How do you write pc absence into your story hours?


----------



## Sniktch (Jan 20, 2003)

I either have another PC run them if its critical for continuity or I have the character come down with the flu and sit back at camp for the session.  This happened frequently in my Prelude, but in CotSQ there have been no good times for PC's to sit out and they've been run by the other players.


----------



## ForceUser (Jan 20, 2003)

I run them as NPCs. If the (N)PC gets killed while the owner is away, them's the breaks. Show up next time.


----------



## Celtavian (Jan 20, 2003)

*Re*

You forgot the option of "We play different characters if someone doesn't show up." In my campaigns, it is usually the same person that does not show up, so we have made alternate characters that we run when the person in question does not show or maybe we play a different game.


----------



## Silver Moon (Jan 20, 2003)

We keep copies of the characters sheets, so that if someone is missing the other players just play them as an NPC.   If several players missing I usually come up with an excuse to temporarily split the party up into two groups, and just focus on the ones that are there.    

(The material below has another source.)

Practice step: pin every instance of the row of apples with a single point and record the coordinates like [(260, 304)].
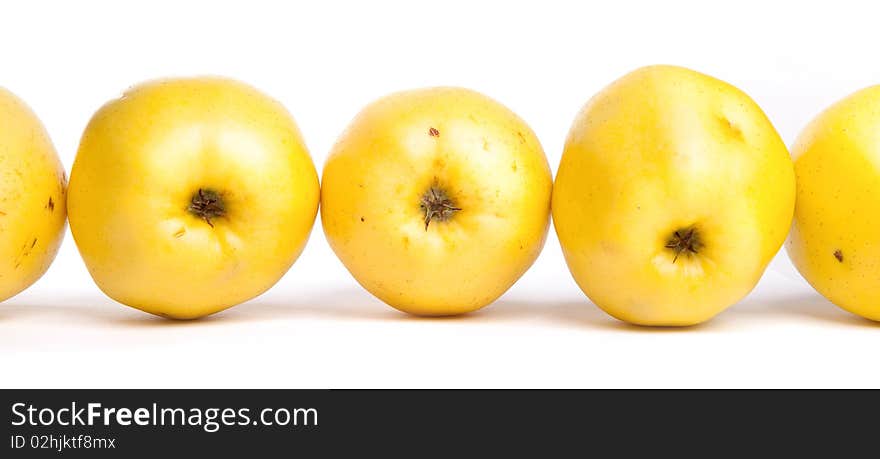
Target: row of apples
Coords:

We once had a player who was away at college, and could only make the occassional game.  His character liked to drink, and soon acquired himself a Pooka, which worked as a great plot device to remove and then reinsert the character.


----------



## Maidenfine (Jan 21, 2003)

In my current campaign I have a lot of NPCs created and all the PCs have jobs within the campaign. It makes it easy to just say "hey, Bob had to work today so he wasn't with us when we killed the bad guy." Of course, that only works because I run a city based campaign. If they ever left the city it would be a whole lot harder to write up things like that.


----------



## pogre (Jan 21, 2003)

Knocking on wood...

Everyone knows when the game is and no one has missed. We do have planned weeks we do not play such as during the holidays, etc.


----------



## Capellan (Jan 21, 2003)

*Company of the Random Encounter* is built around the premise of a rotating player line-up (we even have rules to force people to miss sessions) so writing characters in and out of the game usually occupies the first post of any adventure in the story hour.

We've only played one session of *In Hextor's Name* thus far, so it hasn't been an issue whether people were there or not.  However, should someone miss a game, Kull will no doubt mention it in disapproving tones during his next report to his superiors


----------